3. Tendo recentemente participado (com José António Rodrigues, Rui Soares
e Rui Vieira) na belíssima Exposição Colectiva “4 Visões, 4 Pintores”
organizada pela Câmara Municipal da Lagoa, António Araújo desde cedo viu a
Fotografia surgir nos seus horizontes de interesse artístico e dedicação
profissional, conforme é salientado na nota biográfica incluída no prospecto da
referida mostra que dá ainda conta de vários dos seus anteriores trabalhos e
bem assim da respectiva co-autoria fotográfica nas seguintes edições em livro: Graciosa,
Ilha Serena (Câmara
Municipal de Santa Cruz da Graciosa), As
cores do Dragão – Ilha de São Jorge (Câmaras Municipais das Velas e Calheta),
Dragoeiros do Museu do Vinho (Direcção
Regional da Cultura), e Angra, Cidade Transatlântica
(Câmara Municipal de Angra do Heroísmo).
4. Numa obra já clássica (Photographie
et Societé), publicada em Portugal com tradução e prefácio de Pedro Frade,
a autora, Gisèle Freund – famosa fotógrafa documental, ensaísta e retratista
(Malraux, Joyce, Borges, Neruda, Mitterand...), discípula de Norbert Elias e
Karl Manheim e socióloga próxima das abordagens críticas da Escola de Frankfurt
(Adorno, Horkheimer...) –, salientou que a Fotografia, sendo “originária da
cooperação da ciência e de novas necessidades de expressões artísticas,
tornou-se logo à nascença objecto de violentos litígios. Saber se a máquina
fotográfica era apenas um instrumento técnico, capaz de reproduzir de modo puramente
mecânico as aparências, ou se era preciso considerá-la como um verdadeiro meio
de exprimir uma sensação artística individual, inflamava os espíritos dos
artistas, críticos e fotógrafos”, – quando não, digo, como sempre acontece (tal
o seu poder sobre a realidade e o seu
fascínio sobre-real...), com
políticos, propagandistas, ideólogos, estrategas e manipuladores das
consciências, das vontades e das mais nobres ou dissimuladamente abjectas
causas...
E é assim, da verosimilitude ao
índice (perspectiva tratada por Dubois), que cada vez mais, desde a loucura fotográfica do turista (mais ou
menos “voyeur” dos sítios, monumentos e exotismos de toda a ordem...), à sua
mesma proliferação nas redes sociais, no fotojornalismo sério e/ou
sensacionalista, ou desde a geral acessibilidade massificada e banalizada que
os novos artefactos em série e facilitado formato de registo e arquivo
viabilizam, até à última (agora dita patológica) moda dos selfies, que toda a Fotografia (seja
pela qualidade documental, sentido artístico e espírito inventivo, ou falta deles...) faz parte natural do nosso sistema moderno e pós-moderno de leitura e inserção na realidade (e na irrealidade
e na hiper-realidade, por igual e conjuntamente
pela fixação, representação, codificação, função memorial, nostalgia, projecção
onírica, utópica ou ucrónica da existência real ou imaginária...).

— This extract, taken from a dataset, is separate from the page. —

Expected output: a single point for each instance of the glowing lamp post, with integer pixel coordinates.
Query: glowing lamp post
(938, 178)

– E todavia cabe não esquecer que no cerne e essência mesma da fotografia e do acto fotográfico está implícito todo um complexo jogo de linguagens e signos, percepções, sentimentos,
pensamentos, mensagens e raciocínios, onde oscila a verdade e a falsidade do
Mundo e do Homem, da Sociedade (como
acentuou Barthes), da Natureza e da História, nelas, conforme precisou Sontag, coabitando
sempre uma gramática do real e uma ética da visão...

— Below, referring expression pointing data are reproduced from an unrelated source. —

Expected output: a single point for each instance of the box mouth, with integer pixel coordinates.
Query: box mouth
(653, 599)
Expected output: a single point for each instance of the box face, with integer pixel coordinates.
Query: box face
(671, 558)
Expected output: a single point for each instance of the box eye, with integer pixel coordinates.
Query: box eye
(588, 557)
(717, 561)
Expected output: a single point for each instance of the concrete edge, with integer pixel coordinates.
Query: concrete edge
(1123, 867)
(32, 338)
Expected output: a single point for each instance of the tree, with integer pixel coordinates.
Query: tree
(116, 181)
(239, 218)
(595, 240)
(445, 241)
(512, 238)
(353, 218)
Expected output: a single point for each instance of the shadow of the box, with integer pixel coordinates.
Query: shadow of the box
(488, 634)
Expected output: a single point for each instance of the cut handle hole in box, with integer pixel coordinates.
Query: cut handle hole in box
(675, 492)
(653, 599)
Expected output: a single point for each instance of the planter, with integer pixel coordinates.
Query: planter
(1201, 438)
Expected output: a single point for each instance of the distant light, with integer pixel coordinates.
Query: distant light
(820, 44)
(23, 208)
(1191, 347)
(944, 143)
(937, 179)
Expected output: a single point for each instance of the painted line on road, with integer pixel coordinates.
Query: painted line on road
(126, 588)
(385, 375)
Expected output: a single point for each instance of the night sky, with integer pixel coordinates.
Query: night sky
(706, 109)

5. Ora é de tudo isto que nos falam, e a tudo isto nos reconduzem
esplendidamente as imagens deste
Fotógrafo:
– Figuração e captação de instantes, momentos e espaços únicos que o seu
olhar prendeu na fugaz ou fugidia procissão dos seres, rostos,
corpos, coisas, cores, sombras, luzes e penumbras (talvez na busca daquele instante suspenso, poeticamente cantado
por Emanuel Félix...), as suas objectivas
figurações, como imagens que a Objectiva trouxe e revelou – ainda recorrentemente aqui numa paradigmática fixação insular ora
cativante do pormenor e do fragmento, ora suspensa sobre os abismos do mar –, fazem
da arte de António Araújo a expectante
visualização de uma via crucis outra,
talvez afinal idêntica à da própria Vida
que passa em direcção ao Mistério que o Fotógrafo, com a Humanidade inteira
à janela, procura ansiosamente decifrar...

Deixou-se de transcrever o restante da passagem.